Mutex uncontended (by ~1.1x) and OnceCell get (by ~2.0x) — Minor advantages from Tokio’s parking_lot-style adaptive spinning and Rust’s extremely optimized std::sync::Once implementation. The OnceCell hot path is a single relaxed atomic load in both implementations, so the 2x gap likely reflects measurement noise at the sub-nanosecond scale.

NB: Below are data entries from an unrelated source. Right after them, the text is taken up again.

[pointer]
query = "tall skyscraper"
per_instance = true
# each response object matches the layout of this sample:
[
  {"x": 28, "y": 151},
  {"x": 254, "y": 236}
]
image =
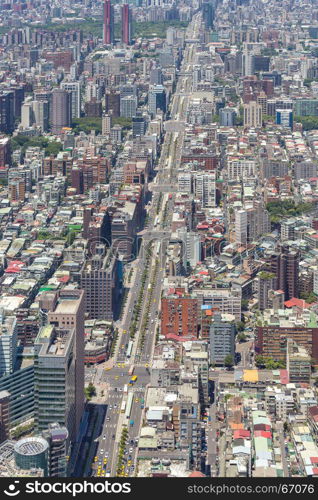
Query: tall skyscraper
[
  {"x": 252, "y": 114},
  {"x": 8, "y": 344},
  {"x": 285, "y": 266},
  {"x": 74, "y": 89},
  {"x": 100, "y": 280},
  {"x": 108, "y": 23},
  {"x": 7, "y": 112},
  {"x": 222, "y": 340},
  {"x": 55, "y": 378},
  {"x": 156, "y": 99},
  {"x": 126, "y": 24},
  {"x": 61, "y": 110},
  {"x": 57, "y": 436},
  {"x": 65, "y": 311}
]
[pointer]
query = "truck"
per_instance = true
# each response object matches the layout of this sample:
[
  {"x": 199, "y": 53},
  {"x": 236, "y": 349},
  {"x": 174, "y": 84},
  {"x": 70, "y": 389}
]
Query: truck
[{"x": 133, "y": 379}]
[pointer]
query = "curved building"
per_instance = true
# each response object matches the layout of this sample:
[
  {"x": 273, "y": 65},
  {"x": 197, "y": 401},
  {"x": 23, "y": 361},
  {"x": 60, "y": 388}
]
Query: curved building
[{"x": 32, "y": 453}]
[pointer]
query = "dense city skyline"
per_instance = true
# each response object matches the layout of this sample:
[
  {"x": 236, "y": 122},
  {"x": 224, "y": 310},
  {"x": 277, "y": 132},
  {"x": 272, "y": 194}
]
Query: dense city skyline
[{"x": 158, "y": 238}]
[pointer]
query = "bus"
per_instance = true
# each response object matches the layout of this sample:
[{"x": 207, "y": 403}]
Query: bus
[
  {"x": 158, "y": 245},
  {"x": 130, "y": 400},
  {"x": 129, "y": 348},
  {"x": 123, "y": 406},
  {"x": 133, "y": 380}
]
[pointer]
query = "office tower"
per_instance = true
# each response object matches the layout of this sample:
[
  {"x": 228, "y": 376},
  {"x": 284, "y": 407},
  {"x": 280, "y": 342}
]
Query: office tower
[
  {"x": 205, "y": 188},
  {"x": 171, "y": 35},
  {"x": 156, "y": 76},
  {"x": 41, "y": 114},
  {"x": 61, "y": 110},
  {"x": 55, "y": 378},
  {"x": 285, "y": 266},
  {"x": 5, "y": 151},
  {"x": 252, "y": 114},
  {"x": 27, "y": 114},
  {"x": 128, "y": 106},
  {"x": 305, "y": 169},
  {"x": 4, "y": 416},
  {"x": 32, "y": 453},
  {"x": 191, "y": 244},
  {"x": 138, "y": 126},
  {"x": 227, "y": 117},
  {"x": 116, "y": 133},
  {"x": 74, "y": 89},
  {"x": 93, "y": 108},
  {"x": 222, "y": 340},
  {"x": 156, "y": 99},
  {"x": 275, "y": 327},
  {"x": 106, "y": 124},
  {"x": 128, "y": 90},
  {"x": 65, "y": 311},
  {"x": 266, "y": 283},
  {"x": 208, "y": 14},
  {"x": 179, "y": 317},
  {"x": 112, "y": 102},
  {"x": 241, "y": 227},
  {"x": 57, "y": 437},
  {"x": 100, "y": 280},
  {"x": 284, "y": 117},
  {"x": 7, "y": 112},
  {"x": 126, "y": 24},
  {"x": 306, "y": 107},
  {"x": 8, "y": 344},
  {"x": 298, "y": 363},
  {"x": 108, "y": 23}
]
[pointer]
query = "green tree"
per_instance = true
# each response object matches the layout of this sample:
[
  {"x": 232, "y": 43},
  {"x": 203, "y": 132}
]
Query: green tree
[
  {"x": 87, "y": 124},
  {"x": 241, "y": 337},
  {"x": 90, "y": 391}
]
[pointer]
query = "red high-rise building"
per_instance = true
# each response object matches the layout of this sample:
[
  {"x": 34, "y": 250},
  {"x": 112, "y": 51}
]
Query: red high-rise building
[
  {"x": 108, "y": 34},
  {"x": 126, "y": 24}
]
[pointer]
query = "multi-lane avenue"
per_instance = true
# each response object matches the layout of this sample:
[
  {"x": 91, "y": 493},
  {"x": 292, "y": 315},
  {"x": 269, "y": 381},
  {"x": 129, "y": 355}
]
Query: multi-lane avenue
[{"x": 102, "y": 458}]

  • These are microbenchmarks on a single machine (Apple M3 Pro, macOS arm64). Results on Linux x86_64 may differ significantly due to different cache hierarchies, memory ordering costs, and kernel scheduling.
  • Run-to-run variance is typically 5—15%. The 5% tie band accounts for this.
  • Zig and Rust have different compilation models. Some differences may reflect compiler optimization strategy rather than runtime design.
  • Tokio is mature and battle-tested at scale. Volt is new and less proven in production.
  • Bytes-per-op reflects allocator overhead in the benchmark harness, not necessarily application-level memory usage.

Re-run the comparison after:

  • Changing any sync primitive, channel, or scheduler code
  • Updating the Zig or Rust compiler version
  • Changing the benchmark configuration constants
  • Testing on a different platform
  1. Add the benchmark to both bench/volt_bench.zig and bench/rust_bench/src/main.rs with identical configuration.
  2. Add a field to the BenchmarkResults struct in bench/compare.zig.
  3. Add a mapping in the getBenchEntry function.
  4. Add a printRow call in the appropriate section of main().

Tokio has been the gold standard for async I/O runtimes since 2018. Volt’s scheduler, sync primitives, cooperative budgeting, and ScheduledIo state machine are all adapted from Tokio’s design. Every core architectural pattern in Volt traces back to something the Tokio team got right first. We would not be here without their years of design, iteration, and documentation. We benchmark against Tokio to keep ourselves honest, not to claim superiority.